Le notaire peut délivrer une copie d’un acte dématérialisé sur support papier ou électronique. Il y fait figurer la date, sa signature électronique sécurisée et l’image de son sceau.

Les copies dématérialisées peuvent être transmises par voie électronique par le notaire.

 À noter

Si une promesse de vente a été signée, une indemnité d’immobilisation a pu être versée par l’acheteur. Elle est déduite du prix de vente.

Le prix de vente doit être versé à la signature de l’acte de vente par virement s’il est supérieur ou égal à 3 000 €.

Le notaire délivre un reçu à l’acheteur. Il transfère le montant de la transaction au vendeur après l’enregistrement de l’acte auprès du service de publicité foncière.

En principe, le délai de transfert ne dépasse pas 1 mois.

S’il reste des fonds au crédit de l’acheteur après l’enregistrement, le notaire lui adresse un chèque ou un virement avec l’état détaillé des frais et des honoraires.

Dans le cas contraire, il lui demande le complément de provision avant de lui envoyer son titre de propriété.

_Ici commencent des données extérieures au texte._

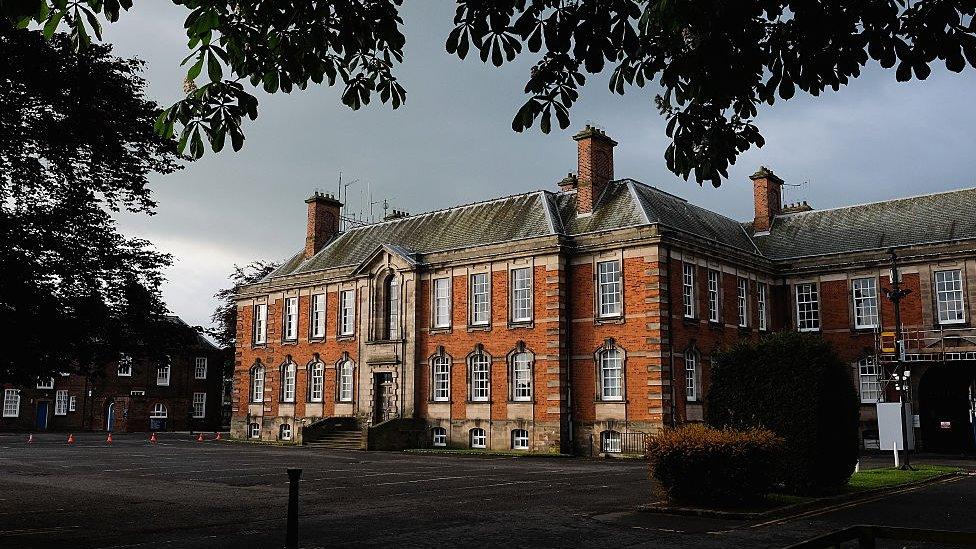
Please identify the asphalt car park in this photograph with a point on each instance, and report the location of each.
(183, 493)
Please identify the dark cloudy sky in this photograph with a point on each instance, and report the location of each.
(452, 143)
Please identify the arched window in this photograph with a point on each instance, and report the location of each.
(478, 438)
(441, 378)
(257, 383)
(479, 377)
(392, 307)
(159, 411)
(288, 375)
(520, 439)
(316, 381)
(439, 436)
(521, 377)
(611, 374)
(610, 442)
(691, 375)
(345, 383)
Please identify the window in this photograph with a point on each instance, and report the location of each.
(125, 366)
(762, 299)
(260, 324)
(522, 377)
(610, 442)
(439, 435)
(316, 384)
(199, 405)
(200, 369)
(288, 375)
(442, 302)
(865, 292)
(347, 312)
(393, 307)
(441, 372)
(345, 380)
(291, 319)
(742, 297)
(480, 377)
(948, 291)
(159, 411)
(691, 375)
(608, 296)
(807, 308)
(11, 402)
(520, 439)
(870, 384)
(61, 403)
(478, 438)
(713, 308)
(480, 305)
(162, 374)
(257, 383)
(688, 289)
(610, 375)
(521, 295)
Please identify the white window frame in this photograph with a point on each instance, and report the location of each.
(317, 318)
(714, 305)
(692, 392)
(950, 297)
(199, 405)
(290, 319)
(688, 289)
(480, 299)
(440, 372)
(260, 323)
(347, 312)
(742, 298)
(61, 402)
(609, 289)
(478, 438)
(200, 367)
(441, 302)
(611, 375)
(521, 294)
(520, 439)
(864, 292)
(807, 307)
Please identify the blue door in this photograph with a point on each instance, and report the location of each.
(42, 416)
(110, 419)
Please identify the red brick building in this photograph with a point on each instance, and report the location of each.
(548, 320)
(180, 391)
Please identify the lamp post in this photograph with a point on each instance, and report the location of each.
(895, 294)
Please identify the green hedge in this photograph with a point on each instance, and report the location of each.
(698, 464)
(796, 385)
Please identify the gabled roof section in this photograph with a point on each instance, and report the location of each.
(932, 218)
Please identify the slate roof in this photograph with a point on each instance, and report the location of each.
(932, 218)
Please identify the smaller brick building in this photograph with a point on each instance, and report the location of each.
(180, 391)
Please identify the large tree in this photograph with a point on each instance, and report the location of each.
(76, 146)
(715, 61)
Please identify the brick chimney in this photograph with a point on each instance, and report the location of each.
(767, 191)
(323, 222)
(595, 166)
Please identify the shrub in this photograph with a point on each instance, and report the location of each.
(699, 464)
(796, 385)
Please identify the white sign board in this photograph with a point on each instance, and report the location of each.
(889, 426)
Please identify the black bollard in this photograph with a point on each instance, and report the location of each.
(291, 537)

Les frais d’actes notariés sont à la charge de l’acheteur sauf si le vendeur et l’acheteur en décident autrement.

Ces frais se composent des éléments suivants :

  • Droits et taxes collectés par le notaire et reversés au Trésor public (droit d’enregistrement, taxe de publicité foncière ou taxe sur la valeur ajoutée)
  • Rémunération du notaire (rédaction de l’acte de vente, consultations, expertise…)
  • Frais engagés pour le compte du vendeur et de l’acheteur (extrait de cadastre, par exemple)

Le montant des frais notariés reste le même quand le vendeur et l’acheteur ont chacun leur notaire. Les frais sont alors partagés entre les 2 notaires.

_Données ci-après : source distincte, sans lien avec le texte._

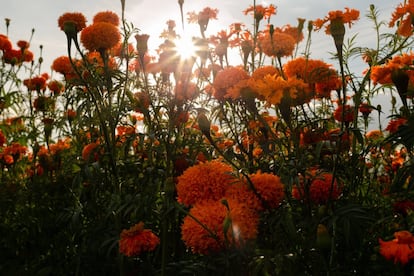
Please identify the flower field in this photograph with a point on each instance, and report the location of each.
(122, 162)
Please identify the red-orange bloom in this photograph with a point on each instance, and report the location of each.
(100, 36)
(5, 43)
(137, 240)
(348, 16)
(277, 44)
(226, 79)
(76, 18)
(400, 249)
(260, 12)
(62, 65)
(268, 187)
(106, 16)
(204, 181)
(237, 223)
(37, 83)
(404, 13)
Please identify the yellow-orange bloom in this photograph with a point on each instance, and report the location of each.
(100, 36)
(277, 44)
(400, 249)
(137, 240)
(404, 13)
(204, 181)
(106, 16)
(338, 16)
(235, 223)
(75, 18)
(226, 79)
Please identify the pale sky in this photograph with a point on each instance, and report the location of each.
(150, 17)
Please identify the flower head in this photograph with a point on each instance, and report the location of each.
(232, 221)
(100, 36)
(204, 181)
(400, 249)
(338, 16)
(260, 12)
(72, 22)
(106, 16)
(277, 44)
(226, 79)
(137, 240)
(404, 13)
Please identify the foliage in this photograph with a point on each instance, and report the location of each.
(127, 163)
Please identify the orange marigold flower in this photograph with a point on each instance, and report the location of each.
(344, 113)
(374, 134)
(322, 188)
(76, 18)
(23, 44)
(204, 181)
(100, 36)
(3, 139)
(348, 16)
(404, 13)
(37, 83)
(394, 124)
(106, 16)
(268, 186)
(262, 71)
(5, 43)
(400, 249)
(62, 65)
(260, 12)
(137, 240)
(278, 44)
(226, 79)
(56, 87)
(235, 223)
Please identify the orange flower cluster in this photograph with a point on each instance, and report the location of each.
(213, 225)
(404, 14)
(317, 74)
(205, 181)
(400, 249)
(72, 21)
(228, 83)
(37, 83)
(277, 44)
(348, 16)
(260, 12)
(15, 56)
(12, 153)
(137, 240)
(103, 34)
(322, 187)
(229, 224)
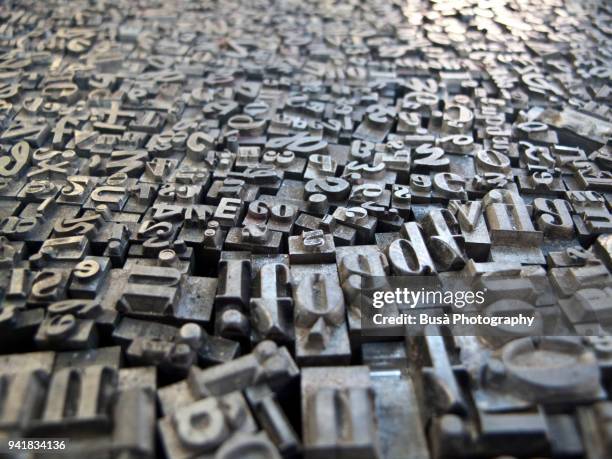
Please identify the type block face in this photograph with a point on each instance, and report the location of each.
(284, 229)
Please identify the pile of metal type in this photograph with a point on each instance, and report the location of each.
(192, 194)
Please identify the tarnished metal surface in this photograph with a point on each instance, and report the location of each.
(197, 198)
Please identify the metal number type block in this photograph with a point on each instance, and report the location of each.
(208, 209)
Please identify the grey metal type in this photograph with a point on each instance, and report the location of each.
(199, 199)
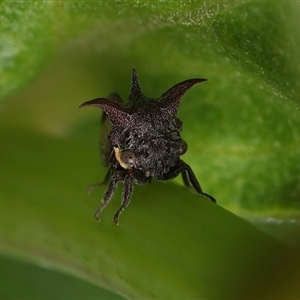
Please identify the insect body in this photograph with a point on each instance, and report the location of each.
(144, 141)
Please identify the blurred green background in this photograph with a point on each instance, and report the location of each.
(242, 127)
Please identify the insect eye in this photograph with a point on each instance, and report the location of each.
(128, 158)
(182, 147)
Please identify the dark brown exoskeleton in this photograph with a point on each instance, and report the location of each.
(144, 141)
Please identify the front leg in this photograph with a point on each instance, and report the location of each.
(189, 178)
(115, 178)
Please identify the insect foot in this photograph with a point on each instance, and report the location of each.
(141, 140)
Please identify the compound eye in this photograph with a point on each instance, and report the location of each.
(182, 147)
(127, 158)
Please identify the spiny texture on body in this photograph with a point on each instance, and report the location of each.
(144, 141)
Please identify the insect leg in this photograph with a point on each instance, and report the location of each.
(185, 179)
(193, 180)
(127, 190)
(108, 194)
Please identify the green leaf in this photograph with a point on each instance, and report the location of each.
(242, 127)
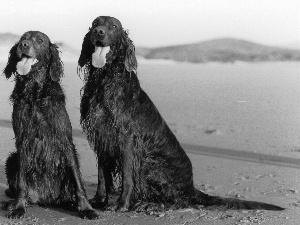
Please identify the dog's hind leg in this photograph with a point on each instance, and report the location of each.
(85, 209)
(11, 170)
(15, 177)
(123, 203)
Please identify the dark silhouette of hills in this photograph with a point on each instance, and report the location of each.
(220, 50)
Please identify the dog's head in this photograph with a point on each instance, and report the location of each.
(34, 50)
(107, 39)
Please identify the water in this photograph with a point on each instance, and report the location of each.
(249, 107)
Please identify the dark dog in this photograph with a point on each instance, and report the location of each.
(45, 169)
(128, 134)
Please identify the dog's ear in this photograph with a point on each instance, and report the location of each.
(56, 65)
(130, 59)
(86, 51)
(13, 59)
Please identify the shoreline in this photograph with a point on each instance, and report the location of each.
(213, 151)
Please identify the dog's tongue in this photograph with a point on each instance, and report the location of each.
(99, 56)
(24, 66)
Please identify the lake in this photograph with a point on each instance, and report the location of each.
(242, 106)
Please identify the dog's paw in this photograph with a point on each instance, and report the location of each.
(117, 207)
(16, 213)
(89, 214)
(7, 205)
(97, 203)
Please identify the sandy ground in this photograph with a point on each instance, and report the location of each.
(222, 172)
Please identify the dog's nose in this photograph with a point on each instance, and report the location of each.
(25, 44)
(99, 31)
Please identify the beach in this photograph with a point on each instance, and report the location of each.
(241, 145)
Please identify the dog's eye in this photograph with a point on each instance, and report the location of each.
(40, 41)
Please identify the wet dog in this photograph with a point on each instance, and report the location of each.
(45, 169)
(128, 134)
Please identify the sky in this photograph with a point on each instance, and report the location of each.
(155, 23)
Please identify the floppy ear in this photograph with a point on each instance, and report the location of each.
(56, 65)
(86, 51)
(13, 59)
(130, 59)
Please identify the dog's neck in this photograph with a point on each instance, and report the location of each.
(34, 87)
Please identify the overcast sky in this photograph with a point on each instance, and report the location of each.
(154, 23)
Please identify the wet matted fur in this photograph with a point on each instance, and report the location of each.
(45, 169)
(128, 134)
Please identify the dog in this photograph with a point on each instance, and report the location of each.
(129, 136)
(44, 169)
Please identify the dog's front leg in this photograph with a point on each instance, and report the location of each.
(17, 209)
(84, 207)
(101, 197)
(127, 180)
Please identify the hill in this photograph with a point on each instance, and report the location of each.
(220, 50)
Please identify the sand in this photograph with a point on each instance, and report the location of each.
(249, 164)
(216, 171)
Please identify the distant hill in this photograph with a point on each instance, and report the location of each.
(7, 40)
(220, 50)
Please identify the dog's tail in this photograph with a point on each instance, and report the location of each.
(231, 203)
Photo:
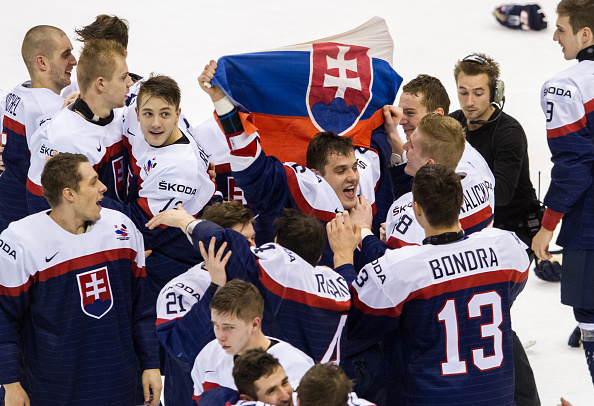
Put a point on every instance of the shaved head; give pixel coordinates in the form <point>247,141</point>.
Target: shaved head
<point>40,40</point>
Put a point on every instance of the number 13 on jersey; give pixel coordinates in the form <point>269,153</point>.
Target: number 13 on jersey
<point>450,317</point>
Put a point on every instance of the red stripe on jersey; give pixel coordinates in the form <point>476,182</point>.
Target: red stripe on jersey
<point>34,188</point>
<point>110,152</point>
<point>396,243</point>
<point>301,296</point>
<point>301,201</point>
<point>75,264</point>
<point>162,321</point>
<point>476,218</point>
<point>567,129</point>
<point>223,168</point>
<point>14,126</point>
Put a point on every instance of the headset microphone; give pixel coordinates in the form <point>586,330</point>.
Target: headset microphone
<point>481,122</point>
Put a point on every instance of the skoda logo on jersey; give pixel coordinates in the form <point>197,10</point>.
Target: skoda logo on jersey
<point>122,232</point>
<point>339,90</point>
<point>150,164</point>
<point>95,292</point>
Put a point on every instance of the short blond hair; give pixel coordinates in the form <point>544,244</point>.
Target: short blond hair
<point>98,59</point>
<point>39,40</point>
<point>442,139</point>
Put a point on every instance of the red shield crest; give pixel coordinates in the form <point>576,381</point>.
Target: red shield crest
<point>339,90</point>
<point>95,292</point>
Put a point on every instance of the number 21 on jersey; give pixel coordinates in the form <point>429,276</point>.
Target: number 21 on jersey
<point>449,316</point>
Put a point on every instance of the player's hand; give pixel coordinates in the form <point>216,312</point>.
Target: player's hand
<point>2,167</point>
<point>172,218</point>
<point>215,262</point>
<point>71,98</point>
<point>152,385</point>
<point>343,238</point>
<point>540,243</point>
<point>212,173</point>
<point>392,117</point>
<point>15,395</point>
<point>204,80</point>
<point>362,214</point>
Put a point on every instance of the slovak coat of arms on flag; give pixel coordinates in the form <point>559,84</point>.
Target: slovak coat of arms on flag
<point>338,83</point>
<point>95,292</point>
<point>339,87</point>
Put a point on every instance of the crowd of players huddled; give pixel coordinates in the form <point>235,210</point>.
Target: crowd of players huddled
<point>120,262</point>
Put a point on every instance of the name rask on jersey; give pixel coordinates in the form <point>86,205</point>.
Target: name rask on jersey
<point>327,285</point>
<point>4,247</point>
<point>462,262</point>
<point>12,102</point>
<point>174,187</point>
<point>476,195</point>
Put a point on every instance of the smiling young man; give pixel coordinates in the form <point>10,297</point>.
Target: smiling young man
<point>73,308</point>
<point>89,125</point>
<point>328,185</point>
<point>47,53</point>
<point>236,314</point>
<point>566,100</point>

Il est possible d’évaluer le montant de ces frais grâce à un simulateur :

Simulateur
Calculer le montant des frais d’acquisition d’un bien immobilier

Accéder au simulateur  

Notaires de France

Le titre de propriété est transmis à l’acheteur dans un délai de 6 mois en moyenne après la signature de l’acte de vente.

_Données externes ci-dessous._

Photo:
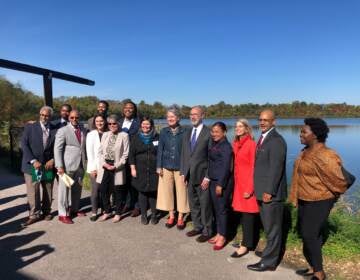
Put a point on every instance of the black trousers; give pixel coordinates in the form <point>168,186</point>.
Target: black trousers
<point>221,206</point>
<point>131,200</point>
<point>201,209</point>
<point>107,187</point>
<point>250,223</point>
<point>312,216</point>
<point>146,199</point>
<point>272,219</point>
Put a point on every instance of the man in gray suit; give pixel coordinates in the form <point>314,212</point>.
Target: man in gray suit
<point>69,154</point>
<point>270,189</point>
<point>194,170</point>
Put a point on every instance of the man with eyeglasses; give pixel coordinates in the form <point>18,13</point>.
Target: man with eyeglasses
<point>69,154</point>
<point>270,189</point>
<point>102,109</point>
<point>65,110</point>
<point>37,145</point>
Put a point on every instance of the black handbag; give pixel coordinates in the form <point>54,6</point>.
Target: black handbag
<point>349,178</point>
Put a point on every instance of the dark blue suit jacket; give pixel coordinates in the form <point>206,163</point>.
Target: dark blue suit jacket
<point>220,163</point>
<point>134,128</point>
<point>32,146</point>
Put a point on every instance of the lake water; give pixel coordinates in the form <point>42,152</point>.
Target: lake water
<point>344,137</point>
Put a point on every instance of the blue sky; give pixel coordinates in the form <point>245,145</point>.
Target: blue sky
<point>189,51</point>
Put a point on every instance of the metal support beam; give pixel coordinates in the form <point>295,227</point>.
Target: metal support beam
<point>47,79</point>
<point>47,76</point>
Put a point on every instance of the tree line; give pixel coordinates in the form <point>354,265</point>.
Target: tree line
<point>19,105</point>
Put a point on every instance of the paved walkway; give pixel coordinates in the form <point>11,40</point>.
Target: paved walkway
<point>127,250</point>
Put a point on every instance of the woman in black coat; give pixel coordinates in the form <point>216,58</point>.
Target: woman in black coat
<point>142,160</point>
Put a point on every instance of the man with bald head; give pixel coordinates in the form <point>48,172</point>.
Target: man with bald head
<point>69,154</point>
<point>37,144</point>
<point>270,189</point>
<point>194,171</point>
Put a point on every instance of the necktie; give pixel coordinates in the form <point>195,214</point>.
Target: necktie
<point>78,134</point>
<point>258,145</point>
<point>193,140</point>
<point>45,135</point>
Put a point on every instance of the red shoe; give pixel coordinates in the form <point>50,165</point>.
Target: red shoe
<point>219,247</point>
<point>170,222</point>
<point>65,220</point>
<point>180,224</point>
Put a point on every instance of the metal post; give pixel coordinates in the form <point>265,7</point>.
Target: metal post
<point>47,79</point>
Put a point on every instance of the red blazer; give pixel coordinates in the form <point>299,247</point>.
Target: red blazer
<point>244,160</point>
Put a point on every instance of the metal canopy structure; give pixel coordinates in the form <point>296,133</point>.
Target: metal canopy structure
<point>47,74</point>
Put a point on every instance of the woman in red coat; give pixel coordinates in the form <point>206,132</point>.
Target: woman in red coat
<point>244,201</point>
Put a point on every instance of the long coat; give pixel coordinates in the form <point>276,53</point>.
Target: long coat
<point>121,154</point>
<point>244,160</point>
<point>143,156</point>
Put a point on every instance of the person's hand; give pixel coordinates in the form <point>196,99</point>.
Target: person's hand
<point>267,197</point>
<point>160,171</point>
<point>204,184</point>
<point>49,164</point>
<point>61,171</point>
<point>133,172</point>
<point>93,174</point>
<point>37,164</point>
<point>218,191</point>
<point>183,178</point>
<point>246,195</point>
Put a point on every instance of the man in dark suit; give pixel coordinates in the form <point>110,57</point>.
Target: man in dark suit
<point>270,189</point>
<point>130,124</point>
<point>37,145</point>
<point>194,170</point>
<point>65,110</point>
<point>102,109</point>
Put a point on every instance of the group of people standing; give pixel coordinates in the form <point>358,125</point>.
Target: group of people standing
<point>185,170</point>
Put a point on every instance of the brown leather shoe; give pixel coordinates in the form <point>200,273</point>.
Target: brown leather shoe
<point>203,238</point>
<point>65,220</point>
<point>30,221</point>
<point>193,232</point>
<point>47,217</point>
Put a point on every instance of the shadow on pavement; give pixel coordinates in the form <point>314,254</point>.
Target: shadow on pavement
<point>14,258</point>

La signature de l’acte de vente transfère la propriété du terrain à l’acheteur. Ce transfert devient opposable aux tiers après la publication de l’acte au service de publicité foncière.

Le notaire doit assurer la publicité foncière en enregistrant l’acte de vente au fichier immobilier du service de publicité foncière dont dépend le terrain.

 À noter

dans les départements du Haut-Rhin, du Bas-Rhin et de la Moselle, l’acte est publié au livre foncier.